Munir from Palestine, one of the beloved Giftival “elders”, shared stories about the Mujaawarah, from the Arabic, the practice of neighboring – how we learn alongside each other, not by “teaching and learning”, but sharing experience side by side. It was a profound conversation, and in some ways, described the gathering itself- how we influenced, touched and inspired each other through the ongoing conversation, how each others’ experience became part of the fabric of our own.
The conversation kept shape-shifting – from discussion to dancing, wandering the streets of the old city, sharing a beautiful Indian meal, prepared by our Indian friends, served and enjoyed in silence. Somehow it wove together questions of finance, money, solidarity and “gift-economics”, with reflections on the “inner gift”, the creative gift, something more mysterious and harder to articulate.
For me, still early in the journey of making the film, it was a precious gift, as transformative as it was unexpected- sparking encounters that would change the course of my life and my film.
I’d started out looking for outer forms of “gift economy”- one passage of The Gift had especially marked me, I’d underlined the passage in the book:
“There have been times and places in which a person came into his or her social being through the dispersal of his gifts, the “big man” or “big woman” being that one through whom the most gifts flowed. The mythology of a market society reverses the picture: getting rather than giving is the mark of a substantial person.”

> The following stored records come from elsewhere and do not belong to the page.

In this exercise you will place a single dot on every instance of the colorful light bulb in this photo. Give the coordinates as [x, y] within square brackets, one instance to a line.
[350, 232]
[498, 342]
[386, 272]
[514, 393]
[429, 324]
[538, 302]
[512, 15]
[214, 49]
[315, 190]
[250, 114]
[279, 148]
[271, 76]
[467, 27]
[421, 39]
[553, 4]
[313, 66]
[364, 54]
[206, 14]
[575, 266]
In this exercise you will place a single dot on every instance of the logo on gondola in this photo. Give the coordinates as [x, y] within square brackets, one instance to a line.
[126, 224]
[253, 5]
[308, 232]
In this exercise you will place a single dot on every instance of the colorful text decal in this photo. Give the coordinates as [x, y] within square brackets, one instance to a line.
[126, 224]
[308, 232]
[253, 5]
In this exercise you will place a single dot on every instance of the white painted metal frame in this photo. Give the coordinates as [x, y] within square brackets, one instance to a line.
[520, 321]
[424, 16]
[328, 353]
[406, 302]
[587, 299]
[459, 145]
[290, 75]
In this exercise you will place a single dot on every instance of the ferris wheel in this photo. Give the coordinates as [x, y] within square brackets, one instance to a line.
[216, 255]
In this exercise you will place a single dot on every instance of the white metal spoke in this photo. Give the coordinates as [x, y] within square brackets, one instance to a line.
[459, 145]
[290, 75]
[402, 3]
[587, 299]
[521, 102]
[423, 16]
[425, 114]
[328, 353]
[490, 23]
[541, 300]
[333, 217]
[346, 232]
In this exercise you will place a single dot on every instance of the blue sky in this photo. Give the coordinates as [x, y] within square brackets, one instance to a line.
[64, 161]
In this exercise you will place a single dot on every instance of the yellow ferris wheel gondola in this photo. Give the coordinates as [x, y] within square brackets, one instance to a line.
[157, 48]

My spark of interest was to go looking for these cultures, places and economies – traditional and new- where that “gift economy” actually functioned, and see if I could capture it, explore it, get inside these places and see how another paradigm might work. The tradition of the potlatch: what it meant to practice that tradition in the 21st century, put those values into practice, keep the gift circulating, in the digital ago. Burning Man, the “pirate utopia” inspired by Hyde’s ideas, where gifting is the currency, with creativity and art at its centre. Giftival was a gift economy unlike anything I’d experienced… and at the same time, through its extraordinary participants, somehow brought me back to “the inner gift”- and the question of how I’d explore that question, in the film.